“New Towns, New Territories” conference organized by INTI hosted a session on New Songdo, a Korean city created in 1996 and hailed as one of the first truly “smart” cities of the 21st century.
New Songdo: City in a Box
The project began in 1996, initiated jointly by Daewoo and the Korean Government with Rem Koolhaas' Office for Metropolitan Architecture (OMA) in charge of the Masterplan. After Korea's bailout in 1998 and Daewoo's bankruptcy in 1999, the project re-started without OMA and with a new investor: Gale International, an American real estate and development company led by Stanley Gale. Gale International raised $40 billion for making New Songdo the most expensive private real estate development in the world.
Cisco Systems is the company in charge of providing technological resources in order to create an actual "smart" city. Jean-Louis Massaut, Director of Cisco's worldwide Smart+Connected Communities practice informed the audience that Cisco Systems comprises over 80% of the internet backbone. After which, he posed a rhetorical question to the audience asking if we were aware of why Cisco is interested in "smart" cities and explained how New Songdo is an attractive city model for Koreans. "Korenas do rent their traditional houses to expats in order to move to a modern skyscraper”. Massaud explained. "These new cities will attract investments from other Asian countries."
Besides planning cities for the country, Cisco systems is collaborating with Korean Telecom providing public services (measuring pollution, for instance). Massaut pleas for more public and private data exchange (“respecting personal privacy, of course”) in order to offer the best possible solutions to their customers. When he said that I thought about customized Internet banners we see in all websites related with our last google searches. Is George Orwell´s 1984 closer than we think?
Delving into this idea, Massaut showed us a slide with a “citizen menu”, where from home the citizen-customer can find things online such as a personal health monitor for a price of $10.
Tiffany Tsui, Strategic Project Director of China Region in Royal Haskoning DHV took the word on cities after Cisco. Her intervention company’s involvement was more technical in the Korean new town. Thus, she put more emphasis on the complexity of building a city on reclaimed land. She also explained the environmentally friendly planning of New Songdo summarized perfectly their integrated water management.
Afterwards, Ole Bouman, Director of the Netherlands Architecture Institute, revealed himself to be skeptical of new cities, due to nowadays how “the city is watched as management, the better the management, the better the city”.According to Bouman, the city is a “beautiful struggle” synonymous with interactive architecture: “architecture which makes people think”.

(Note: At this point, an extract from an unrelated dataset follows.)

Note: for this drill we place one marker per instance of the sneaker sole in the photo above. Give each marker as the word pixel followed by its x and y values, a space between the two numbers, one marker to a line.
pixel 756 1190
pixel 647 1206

From his point of view, speaking about the cities there are three keys: the city has to exemplify what expect from their citizens; the city has to express our civilization level; and has to help to hold the society together. In his opinion, the former approaches to the city by Cisco and Royal Haskoning were promises, marketing promises. He finished by inviting architects to work “to create a city which helps people decide what they want to be for the rest of their lives”.
After these talks Dan Hill, posed the question to Jean-Louis Massaut about his company´s goal. “Cisco can help the people by providing important services and allowing them to save money”, Massaut answered. Their plan for Korea is only a part of a bigger plan in Asia.
Wouter Vanstiphout, TU Delft Architecture professor, participated in the debate explaining the situation was for him a déjà vu: he compared European cities in the 60´s, which had a lot of confidence in technology and large scale, with new Asian cities. In his opinion, the first 15 years all went well but then the crisis happened, “why wouldn't this happen with the new cities? Shouldn't the European experience be informative?” Jean-Louis Massaud responded arguing that in Asia there is a real pressure from the countryside to the cities and New Songdo model tries to deal with it in a cost effective way and with no environmental impact.